Decoding, MVPA, predictive models for neuroimaging diagnosis or prognosis all rely on cross-validation to measure the predictive accuracy of the model, and optionally to tune the decoder. Cross-validation relies on testing predictive power on left-out data unseen by the training of the predictive model. It is appealing as it is non-parametric and asymptotically unbiased. Common practice in neuroimaging relies on leave-one-out, yet statistical theory  suggests that this is suboptimal as the small test set leads to large variance and is easily biased by sample correlations.
Decoders usually come with a hyper-parameter that controls the regularization, ie a bias/variance tradeoff. In machine learning, this tradeoff is typically adjusted to the signal-to-noise ratio of the data using cross-validation to maximize predictive accuracy. In this case, the accuracy of the decoding must be done in an independent "validation set", using a "nested cross-validation.
Here we assess empirically these practices on neuroimaging data, to yield guidelines.
Given 8 open datasets from openfMRI , we assess cross-validation on 35 decoding tasks, 15 of which within subject. We leave out a large validation untouched and perform nested cross-validation in the rest of the data. In a first experiment we compared the accuracy of the decoder as measured by cross-validation with that measured on the left-out data. In a second experiment, we use the nested cross-validation to tune the decoders either by refitting on with the best parameter or by averaging the best models. We used standard linear decoders: SVM and logistic regression, both sparse (l1 penalty) and non-sparse (l2 penatly).
We assess a variety of cross-validation strategy: leaving out single samples, leaving out full sessions or subjects, and repeated random splits leaving out 20% of the sessions of subjects.

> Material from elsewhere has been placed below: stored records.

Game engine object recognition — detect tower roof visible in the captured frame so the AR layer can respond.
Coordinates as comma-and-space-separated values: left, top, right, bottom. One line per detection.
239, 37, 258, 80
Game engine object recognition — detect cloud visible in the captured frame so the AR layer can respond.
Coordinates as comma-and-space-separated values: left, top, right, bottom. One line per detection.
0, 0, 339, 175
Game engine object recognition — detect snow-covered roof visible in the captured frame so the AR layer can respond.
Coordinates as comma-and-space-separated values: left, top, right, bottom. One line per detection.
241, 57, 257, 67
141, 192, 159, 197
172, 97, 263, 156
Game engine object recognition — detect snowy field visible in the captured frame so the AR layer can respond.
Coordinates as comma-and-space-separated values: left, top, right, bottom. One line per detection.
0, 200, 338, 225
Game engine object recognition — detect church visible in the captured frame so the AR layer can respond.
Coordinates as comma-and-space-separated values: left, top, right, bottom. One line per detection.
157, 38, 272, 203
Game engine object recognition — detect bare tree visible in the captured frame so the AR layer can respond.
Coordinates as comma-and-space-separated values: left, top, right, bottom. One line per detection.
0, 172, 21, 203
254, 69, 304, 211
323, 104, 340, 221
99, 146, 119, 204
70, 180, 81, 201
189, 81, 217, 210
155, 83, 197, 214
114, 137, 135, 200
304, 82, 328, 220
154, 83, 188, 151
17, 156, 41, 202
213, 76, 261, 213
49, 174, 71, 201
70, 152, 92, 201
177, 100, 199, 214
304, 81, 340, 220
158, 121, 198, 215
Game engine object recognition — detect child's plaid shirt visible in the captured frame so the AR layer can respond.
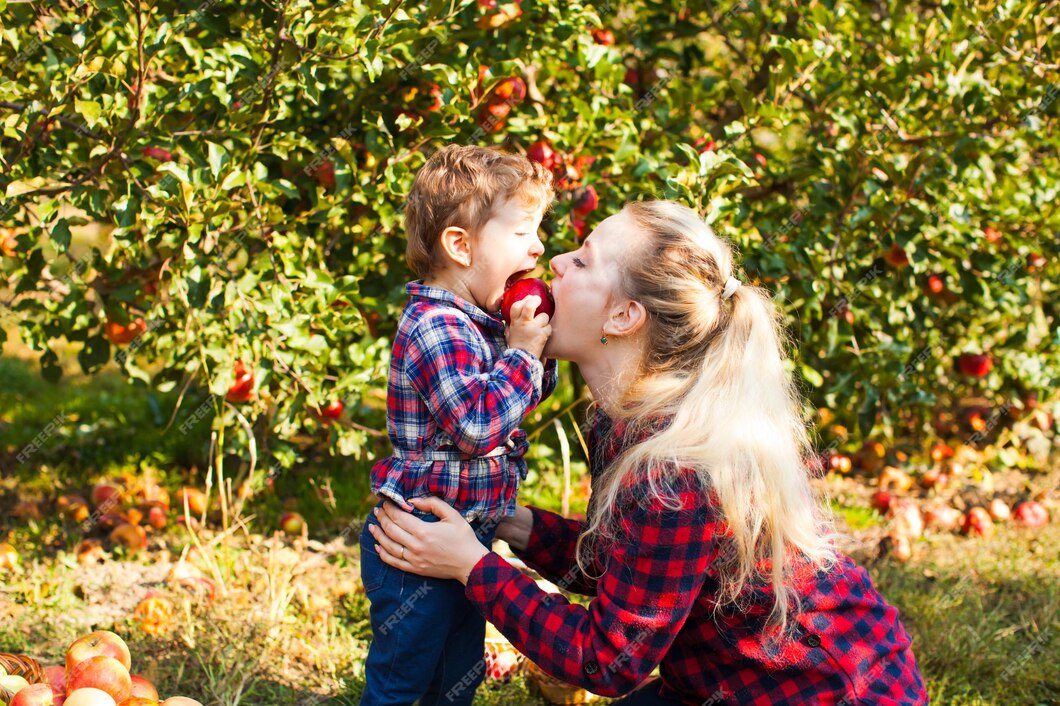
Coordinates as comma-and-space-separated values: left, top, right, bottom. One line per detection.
370, 281, 558, 523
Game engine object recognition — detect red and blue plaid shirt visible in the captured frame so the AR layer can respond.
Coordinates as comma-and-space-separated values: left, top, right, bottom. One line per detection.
371, 281, 557, 523
465, 410, 928, 704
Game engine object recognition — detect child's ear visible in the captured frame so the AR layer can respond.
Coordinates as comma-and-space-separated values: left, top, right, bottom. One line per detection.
439, 226, 473, 268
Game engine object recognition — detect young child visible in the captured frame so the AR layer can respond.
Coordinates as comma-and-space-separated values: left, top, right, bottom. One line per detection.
359, 144, 556, 706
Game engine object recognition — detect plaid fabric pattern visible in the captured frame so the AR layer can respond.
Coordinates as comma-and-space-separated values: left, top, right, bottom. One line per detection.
465, 410, 928, 704
371, 281, 557, 522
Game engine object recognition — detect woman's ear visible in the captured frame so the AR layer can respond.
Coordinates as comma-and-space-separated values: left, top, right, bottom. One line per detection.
602, 299, 647, 339
438, 226, 473, 268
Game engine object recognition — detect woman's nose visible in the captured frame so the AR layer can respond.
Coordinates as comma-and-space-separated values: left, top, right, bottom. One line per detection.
550, 255, 564, 276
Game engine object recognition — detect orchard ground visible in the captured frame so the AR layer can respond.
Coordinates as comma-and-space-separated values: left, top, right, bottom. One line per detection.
1, 339, 1058, 706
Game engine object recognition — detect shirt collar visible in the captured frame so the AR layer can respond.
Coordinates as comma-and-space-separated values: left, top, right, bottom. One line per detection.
406, 281, 505, 333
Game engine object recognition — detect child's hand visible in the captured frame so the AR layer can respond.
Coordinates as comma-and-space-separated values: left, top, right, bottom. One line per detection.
505, 295, 552, 360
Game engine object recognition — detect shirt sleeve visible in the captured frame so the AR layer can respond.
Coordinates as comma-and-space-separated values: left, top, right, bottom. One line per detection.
539, 357, 559, 404
405, 311, 545, 456
509, 506, 599, 595
465, 475, 719, 697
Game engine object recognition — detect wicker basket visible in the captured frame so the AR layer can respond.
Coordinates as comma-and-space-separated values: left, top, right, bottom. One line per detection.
0, 653, 46, 700
524, 658, 598, 705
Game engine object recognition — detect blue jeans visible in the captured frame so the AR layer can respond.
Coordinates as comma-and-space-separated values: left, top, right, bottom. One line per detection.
359, 499, 498, 706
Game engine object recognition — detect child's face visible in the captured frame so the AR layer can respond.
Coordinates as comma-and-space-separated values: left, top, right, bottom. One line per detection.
466, 196, 546, 313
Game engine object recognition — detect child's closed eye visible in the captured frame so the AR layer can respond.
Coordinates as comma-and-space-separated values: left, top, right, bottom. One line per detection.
573, 257, 586, 267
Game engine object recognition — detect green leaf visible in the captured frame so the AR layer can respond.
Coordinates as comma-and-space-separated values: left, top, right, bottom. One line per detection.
50, 219, 71, 252
207, 142, 229, 179
75, 99, 102, 128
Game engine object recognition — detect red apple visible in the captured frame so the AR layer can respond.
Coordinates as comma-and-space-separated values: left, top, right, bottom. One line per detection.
752, 152, 767, 168
958, 353, 992, 378
45, 665, 66, 695
571, 217, 588, 240
64, 690, 116, 706
66, 657, 132, 704
105, 318, 146, 346
884, 243, 909, 268
225, 360, 255, 402
492, 77, 526, 103
826, 452, 852, 474
66, 631, 131, 673
176, 488, 208, 516
313, 160, 336, 190
572, 185, 598, 215
591, 29, 615, 45
109, 523, 148, 553
888, 499, 924, 539
871, 490, 892, 514
0, 542, 18, 571
145, 505, 167, 530
929, 442, 954, 462
694, 137, 716, 153
141, 147, 173, 162
923, 504, 962, 532
918, 467, 949, 490
1013, 501, 1049, 528
988, 498, 1010, 522
485, 649, 520, 681
279, 512, 305, 535
91, 484, 123, 509
925, 274, 945, 295
11, 684, 57, 706
962, 507, 994, 538
1027, 252, 1046, 272
160, 698, 204, 706
526, 140, 559, 172
128, 676, 158, 701
981, 226, 1001, 243
500, 278, 554, 326
319, 400, 344, 421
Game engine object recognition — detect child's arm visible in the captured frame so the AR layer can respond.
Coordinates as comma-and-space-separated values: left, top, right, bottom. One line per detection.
405, 311, 548, 456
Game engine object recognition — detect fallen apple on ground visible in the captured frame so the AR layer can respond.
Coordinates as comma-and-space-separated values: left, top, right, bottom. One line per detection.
962, 507, 994, 538
66, 656, 132, 704
280, 512, 306, 535
1012, 501, 1048, 528
923, 504, 962, 532
63, 689, 116, 706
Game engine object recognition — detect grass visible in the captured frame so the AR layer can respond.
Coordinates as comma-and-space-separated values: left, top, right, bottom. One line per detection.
2, 350, 1058, 705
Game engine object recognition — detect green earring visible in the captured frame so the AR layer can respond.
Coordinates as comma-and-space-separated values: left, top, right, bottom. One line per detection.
600, 335, 608, 345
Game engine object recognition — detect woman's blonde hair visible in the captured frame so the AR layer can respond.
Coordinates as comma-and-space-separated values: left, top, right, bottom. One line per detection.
576, 200, 836, 634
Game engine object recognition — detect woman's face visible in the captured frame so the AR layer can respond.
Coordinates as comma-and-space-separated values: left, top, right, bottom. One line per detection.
545, 210, 638, 362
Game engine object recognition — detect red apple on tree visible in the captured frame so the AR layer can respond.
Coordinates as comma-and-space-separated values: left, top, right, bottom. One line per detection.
957, 353, 992, 378
226, 360, 255, 402
572, 185, 598, 216
981, 226, 1001, 243
141, 146, 173, 162
526, 140, 559, 172
884, 243, 909, 268
313, 160, 336, 190
501, 278, 555, 326
924, 274, 945, 295
694, 137, 716, 153
591, 29, 615, 45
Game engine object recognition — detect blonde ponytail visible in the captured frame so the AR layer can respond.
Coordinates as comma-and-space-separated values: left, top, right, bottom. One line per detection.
576, 200, 836, 634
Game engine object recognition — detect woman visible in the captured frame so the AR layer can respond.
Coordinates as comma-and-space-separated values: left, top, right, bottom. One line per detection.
366, 200, 928, 705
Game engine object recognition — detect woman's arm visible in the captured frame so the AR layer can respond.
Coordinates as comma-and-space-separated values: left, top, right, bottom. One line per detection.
502, 505, 600, 595
463, 478, 719, 697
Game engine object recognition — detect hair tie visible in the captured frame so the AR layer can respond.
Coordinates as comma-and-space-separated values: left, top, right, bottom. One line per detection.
721, 275, 741, 300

The first finding is a confirmation of the theory that repeated random splits should be preferred to leave-one-sample-out: they are less fragile, and less computationally costly.
Second, we find large error bars on cross-validation estimates of predictive power, 10% or more, particularly on within-subject analysis, likely because of marked sample inhomogeneities.
Finally, we find that setting decoder parameters by nested cross-validation does not lead to much prediction gain, in particular in the case of non-sparse models. This is probably a consequence of our second finding.
These conclusions are crucial for decoding and information mapping, that rely on the measure of the prediction accuracy. This measure is more fragile than practitioners often assume.